5.3 Computation

Even if we know that \(\mathbb{E}[Y|X_1,X_2,X_3] = \beta_0 + \beta_1 X_1 + \beta_2 X_2 + \beta_3 X_3\), in general, we do not know the values of the population parameters (the \(\beta\)’s). This is analogous to the framework in the previous chapter where we were interested in the population parameter \(\mathbb{E}[Y]\) and estimated it by \(\bar{Y}\).

In this section, we’ll discuss how to estimate \((\beta_0,\beta_1,\beta_2,\beta_3)\) using R. We’ll refer to the estimated values of the parameters as \((\hat{\beta}_0, \hat{\beta}_1, \hat{\beta}_2, \hat{\beta}_3)\). As in the previous section, it will not be the case that the estimated \(\hat{\beta}\)’s are exactly equal to the population \(\beta\)’s. Later on in this chapter, we will establish properties like consistency (so that, as long as we have a large sample, the estimated \(\hat{\beta}\)’s should be “close” to the population \(\beta\)’s) and asymptotic normality (so that we can conduct inference).

Also later on in this chapter, we’ll talk about how R itself actually makes these computations.

The main function in R for estimating linear regressions is the lm function (lm stands for linear model). The key things to specify for running a regression in R are a formula argument which tells lm which variables are the outcome and which variables are the regressors and a data argument which tells the lm command what data we are using to estimate the regression. Let’s give an example using the mtcars data.

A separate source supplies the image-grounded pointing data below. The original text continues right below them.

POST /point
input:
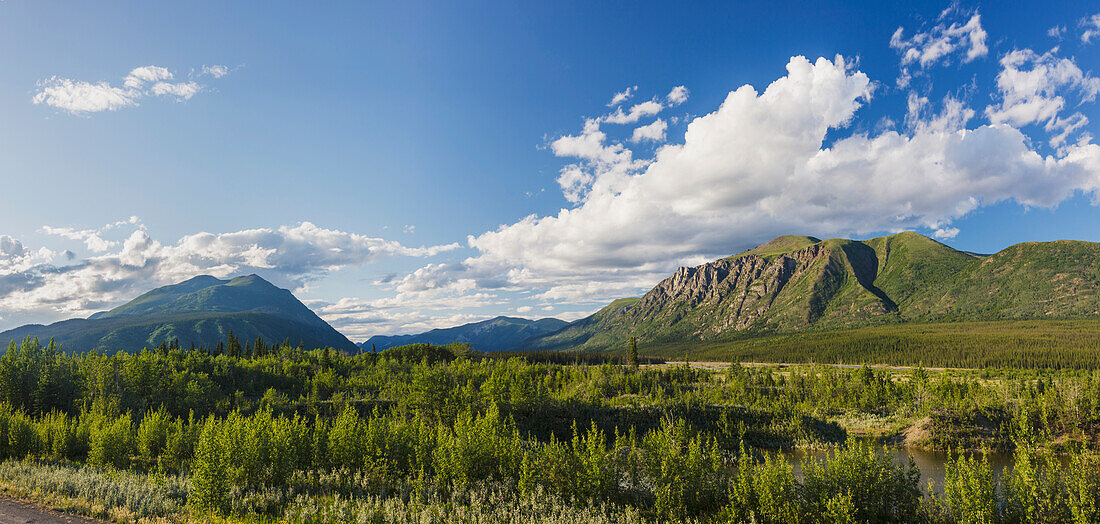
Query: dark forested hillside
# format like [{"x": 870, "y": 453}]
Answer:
[
  {"x": 201, "y": 310},
  {"x": 801, "y": 283},
  {"x": 496, "y": 334}
]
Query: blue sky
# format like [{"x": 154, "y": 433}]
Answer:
[{"x": 410, "y": 165}]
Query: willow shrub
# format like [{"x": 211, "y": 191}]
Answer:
[
  {"x": 868, "y": 481},
  {"x": 969, "y": 491},
  {"x": 686, "y": 469}
]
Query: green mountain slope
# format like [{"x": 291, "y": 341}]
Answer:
[
  {"x": 201, "y": 310},
  {"x": 497, "y": 334},
  {"x": 800, "y": 283}
]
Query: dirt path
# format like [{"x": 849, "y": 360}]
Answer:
[
  {"x": 721, "y": 366},
  {"x": 13, "y": 511}
]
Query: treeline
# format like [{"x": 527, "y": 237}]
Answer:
[
  {"x": 254, "y": 436},
  {"x": 678, "y": 471}
]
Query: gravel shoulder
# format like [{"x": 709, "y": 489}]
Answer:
[{"x": 13, "y": 511}]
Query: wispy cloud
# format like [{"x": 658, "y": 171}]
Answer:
[
  {"x": 1090, "y": 28},
  {"x": 949, "y": 39},
  {"x": 292, "y": 255},
  {"x": 80, "y": 97}
]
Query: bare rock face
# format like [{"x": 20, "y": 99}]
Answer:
[
  {"x": 795, "y": 282},
  {"x": 729, "y": 294}
]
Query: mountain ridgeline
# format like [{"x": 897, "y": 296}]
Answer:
[
  {"x": 200, "y": 310},
  {"x": 801, "y": 283},
  {"x": 496, "y": 334}
]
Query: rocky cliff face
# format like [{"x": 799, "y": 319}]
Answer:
[
  {"x": 787, "y": 291},
  {"x": 796, "y": 283},
  {"x": 788, "y": 284}
]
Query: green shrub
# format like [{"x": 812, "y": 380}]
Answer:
[{"x": 209, "y": 487}]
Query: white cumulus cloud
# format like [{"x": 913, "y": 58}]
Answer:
[
  {"x": 652, "y": 132},
  {"x": 757, "y": 167},
  {"x": 622, "y": 96},
  {"x": 1032, "y": 88}
]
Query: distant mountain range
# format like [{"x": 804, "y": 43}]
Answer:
[
  {"x": 800, "y": 283},
  {"x": 497, "y": 334},
  {"x": 201, "y": 310},
  {"x": 787, "y": 285}
]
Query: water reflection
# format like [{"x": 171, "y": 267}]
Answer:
[{"x": 931, "y": 464}]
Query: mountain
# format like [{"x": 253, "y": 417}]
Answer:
[
  {"x": 201, "y": 310},
  {"x": 497, "y": 334},
  {"x": 800, "y": 283}
]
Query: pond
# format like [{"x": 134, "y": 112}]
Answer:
[{"x": 931, "y": 464}]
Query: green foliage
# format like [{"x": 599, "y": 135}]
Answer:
[
  {"x": 969, "y": 490},
  {"x": 867, "y": 481},
  {"x": 209, "y": 489},
  {"x": 668, "y": 444}
]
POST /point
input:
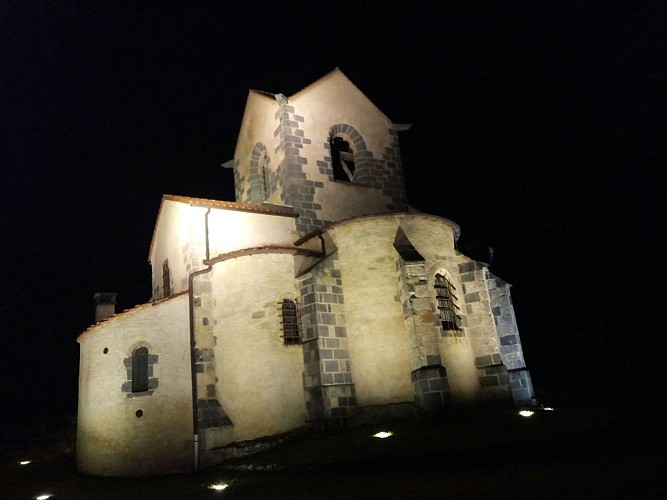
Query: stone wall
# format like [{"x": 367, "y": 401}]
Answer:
[
  {"x": 327, "y": 376},
  {"x": 511, "y": 351}
]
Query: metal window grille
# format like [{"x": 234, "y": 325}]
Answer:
[
  {"x": 290, "y": 316},
  {"x": 140, "y": 370},
  {"x": 446, "y": 306},
  {"x": 166, "y": 278}
]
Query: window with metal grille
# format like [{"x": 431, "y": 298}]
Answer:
[
  {"x": 140, "y": 370},
  {"x": 290, "y": 315},
  {"x": 342, "y": 159},
  {"x": 446, "y": 306},
  {"x": 166, "y": 279}
]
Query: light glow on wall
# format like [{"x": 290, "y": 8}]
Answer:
[{"x": 217, "y": 486}]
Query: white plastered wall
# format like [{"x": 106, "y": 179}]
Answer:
[
  {"x": 258, "y": 125},
  {"x": 111, "y": 439},
  {"x": 378, "y": 343},
  {"x": 260, "y": 382},
  {"x": 335, "y": 100}
]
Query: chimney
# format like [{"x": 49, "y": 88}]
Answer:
[{"x": 105, "y": 305}]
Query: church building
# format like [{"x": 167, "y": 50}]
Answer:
[{"x": 318, "y": 297}]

reg <- lm(mpg ~ hp + wt, data=mtcars)

What this line of code does is to run a regression. The formula is mpg ~ hp + wt. In other words mpg (standing for miles per gallon) is the outcome, and we are running a regression on hp (horse power) and wt (weight). The ~ symbol is a “tilde”. In order to add regressors, we separate them with a +. The second argument data=mtcars says to use the mtcars data. All of the variables in the formula need to correspond to column names in the data. We saved the results of the regression in a variable called reg. It’s most common to report the results of the regression using the summary command.

summary(reg)
#> 
#> Call:
#> lm(formula = mpg ~ hp + wt, data = mtcars)
#> 
#> Residuals:
#>    Min     1Q Median     3Q    Max 
#> -3.941 -1.600 -0.182  1.050  5.854 
#> 
#> Coefficients:
#>             Estimate Std. Error t value Pr(>|t|)    
#> (Intercept) 37.22727    1.59879  23.285  < 2e-16 ***
#> hp          -0.03177    0.00903  -3.519  0.00145 ** 
#> wt          -3.87783    0.63273  -6.129 1.12e-06 ***
#> ---
#> Signif. codes:  0 '***' 0.001 '**' 0.01 '*' 0.05 '.' 0.1 ' ' 1
#> 
#> Residual standard error: 2.593 on 29 degrees of freedom
#> Multiple R-squared:  0.8268, Adjusted R-squared:  0.8148 
#> F-statistic: 69.21 on 2 and 29 DF,  p-value: 9.109e-12

The main thing that this reports is the estimated parameters. Our estimate of the “Intercept” (i.e., this is \(\hat{\beta}_0\)) is in the first row of the table; our estimate is 37.227. The estimated coefficient on hp is -0.0318, and the estimated coefficient on wt is -3.878.

You can also see standard errors for each estimated parameter, a t-statistic, and a p-value in the other columns. We will talk about these in more detail in the next section.

For now, we’ll also ignore the information provided at the bottom of the summary.

Now that we have estimated the parameters, we can use these to predict \(mpg\) given a value of \(hp\) and \(wt\). For example, suppose that you wanted to predict the \(mpg\) of a 2500 pound car (note: weight in \(mtcars\) is in 1000s of pounds) and 120 horsepower car, you could compute

\[ 37.227 - 0.0318(120) - 3.878(2.5) = 23.716 \] Alternatively, there is a built-in function in R called predict that can be used to generate predicted values. We just need to specify the values that we would like to get predicted values for by passing in a data frame with the relevant columns though the newdata argument. For example,

pred <- predict(reg, newdata=data.frame(hp=120,wt=2.5))
round(pred,3)
#>     1 
#> 23.72

A popular alternative to R’s lm function is the lm_robust function from the estimatr package. This provides different standard errors from the default standard errors provided by lm that are, at least in most applications in economics, typically a better choice — we’ll have a further discussion on this topic when we talk about inference later on in this chapter.